Why We Sue

Matt Steinglass is in Amsterdam, and he’s pleased to find that his daughter can swim in the Amstel River if she wants. “If I’d tried letting my daughter do this in, say, the Potomac River in Washington, DC,” he says, “I would have likely been arrested.” Why the difference? Because in America everyone is afraid of getting sued, so they insist on putting in place ever more restrictive rules on what we are and aren’t allowed to do:

The reason you can [swim freely in public waters] in the Netherlands is that if anybody tried to sue the city of Amsterdam because they or their child had been injured while swimming in the river, the suit would almost certainly be dismissed….Essentially, you still have the freedom to swim in the river in Amsterdam because people assume you have the common sense to avoid stupid behaviour, like diving in when you don’t know what’s underneath, or not keeping to the sides of the river during barge traffic hours. And if you don’t, it’s nobody’s fault but your own.

But there’s another reason why I can let my daughter swim in the Amstel, and that is that I’m pretty sure that in a well-regulated country like the Netherlands, the water is reasonably free of heavy pollutants and raw sewage. (I would not, for example, let her swim in the Mekong.) This, I think, outlines a useful distinction between different kinds of regulation….To generalise: for risks I can assess myself, I don’t want regulations that prevent me from doing as I please just because I might end up suing the government. For risks I can’t assess myself, I do want regulations that give me the confidence to do as I please. One kind of regulation stops me from swimming in a pond in Massachusetts. The other kind lets me swim in a river in the Netherlands. One kind of regulation makes me less free. The other kind makes me freer.

It’s worth digging into this a bit. Why is America more litigious than Europe? With the obvious caveat that not every country in Europe does things exactly the same way, here are a few reasons:

  • America’s common law culture has always given lawyers more power and greater scope for action than in continental Europe. Tocqueville commented on this 200 years ago.
  • In civil cases, most European countries have adopted a “loser pays” rule. If you sue and lose, you have to pay the other side’s costs. This obviously makes people think a lot harder before they decide to file a suit.
  • In most European countries torts are tried in front of judges. In the United States the constitution guarantees jury trials, and juries are probably more likely to award damages than a panel of grizzled old judges. (Or even grizzled young judges.)
  • Largely thanks to conservatives, America has developed a litigation culture rather than an enforcement culture.
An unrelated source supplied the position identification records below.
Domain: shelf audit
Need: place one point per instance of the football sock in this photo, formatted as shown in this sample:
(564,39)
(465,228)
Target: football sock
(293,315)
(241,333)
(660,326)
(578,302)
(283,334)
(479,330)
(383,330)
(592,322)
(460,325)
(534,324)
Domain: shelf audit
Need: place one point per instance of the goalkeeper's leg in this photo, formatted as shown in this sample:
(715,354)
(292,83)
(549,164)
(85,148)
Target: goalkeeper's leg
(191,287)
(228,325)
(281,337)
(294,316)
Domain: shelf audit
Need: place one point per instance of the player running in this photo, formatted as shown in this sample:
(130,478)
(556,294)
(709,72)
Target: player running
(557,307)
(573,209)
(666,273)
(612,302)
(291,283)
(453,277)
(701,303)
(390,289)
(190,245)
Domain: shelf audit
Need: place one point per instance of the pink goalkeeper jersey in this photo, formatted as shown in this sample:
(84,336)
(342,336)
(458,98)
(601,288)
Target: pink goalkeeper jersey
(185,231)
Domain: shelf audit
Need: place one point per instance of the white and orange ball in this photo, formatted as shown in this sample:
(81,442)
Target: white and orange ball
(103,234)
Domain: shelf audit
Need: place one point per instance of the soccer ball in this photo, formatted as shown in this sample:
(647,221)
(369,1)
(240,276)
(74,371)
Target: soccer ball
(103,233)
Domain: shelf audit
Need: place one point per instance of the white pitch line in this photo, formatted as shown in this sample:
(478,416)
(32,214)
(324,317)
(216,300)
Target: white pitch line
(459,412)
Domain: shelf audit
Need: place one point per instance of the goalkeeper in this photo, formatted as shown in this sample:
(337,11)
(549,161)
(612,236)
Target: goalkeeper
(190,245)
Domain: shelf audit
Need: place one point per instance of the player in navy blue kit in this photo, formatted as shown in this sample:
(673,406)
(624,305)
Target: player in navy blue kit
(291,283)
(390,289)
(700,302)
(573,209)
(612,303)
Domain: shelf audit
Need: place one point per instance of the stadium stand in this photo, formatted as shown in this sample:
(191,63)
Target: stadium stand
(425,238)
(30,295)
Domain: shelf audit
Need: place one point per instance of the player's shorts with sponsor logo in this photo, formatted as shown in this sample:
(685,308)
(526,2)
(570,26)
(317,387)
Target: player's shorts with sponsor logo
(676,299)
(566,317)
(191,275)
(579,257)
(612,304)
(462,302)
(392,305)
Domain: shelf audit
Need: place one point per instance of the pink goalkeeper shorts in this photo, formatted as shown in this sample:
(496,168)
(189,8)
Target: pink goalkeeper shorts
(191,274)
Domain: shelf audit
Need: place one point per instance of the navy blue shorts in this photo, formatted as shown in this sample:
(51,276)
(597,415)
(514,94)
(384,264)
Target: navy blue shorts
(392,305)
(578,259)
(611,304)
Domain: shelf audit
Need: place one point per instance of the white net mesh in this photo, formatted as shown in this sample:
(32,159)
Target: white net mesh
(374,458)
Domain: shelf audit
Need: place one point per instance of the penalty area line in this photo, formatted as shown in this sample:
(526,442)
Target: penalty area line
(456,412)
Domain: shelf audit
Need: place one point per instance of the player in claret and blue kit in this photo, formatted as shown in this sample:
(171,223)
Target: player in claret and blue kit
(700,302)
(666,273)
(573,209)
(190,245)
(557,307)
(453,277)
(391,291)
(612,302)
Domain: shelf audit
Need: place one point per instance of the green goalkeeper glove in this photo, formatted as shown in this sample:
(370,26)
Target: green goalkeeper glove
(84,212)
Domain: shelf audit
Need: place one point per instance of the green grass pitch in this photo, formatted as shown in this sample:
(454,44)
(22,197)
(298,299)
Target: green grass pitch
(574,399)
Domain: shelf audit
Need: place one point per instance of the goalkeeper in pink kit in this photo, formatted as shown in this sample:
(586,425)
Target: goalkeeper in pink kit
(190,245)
In Europe the tradeoff generally goes the other way: they have more rules and tighter enforcement of those rules, which means that private litigation is less necessary.
  • On a related note, Sean Farhang argues that at the level of federal legislation, Congress actively encourages private litigation as an enforcement mechanism because it doesn’t trust enforcement to the executive branch (which might be headed by someone who prefers to take it easy on favored constituencies).

Long story short, this difference between Europe and the U.S. is so deeply rooted that it’s not likely to change — and it’s not really due to a national culture that promotes a refusal to accept personal responsibility or anything like that. It’s mostly institutional in nature, and the incentives of our institutions point in the direction of more lawsuits instead of more regulations. Conservative tort reform advocates are huge fans of implementing a European-style loser pays rule in America, and I might be too if they were willing to make the other half of the bargain and support European-style regulation and enforcement designed to make our institutions safer and fairer in the first place. But they’re not.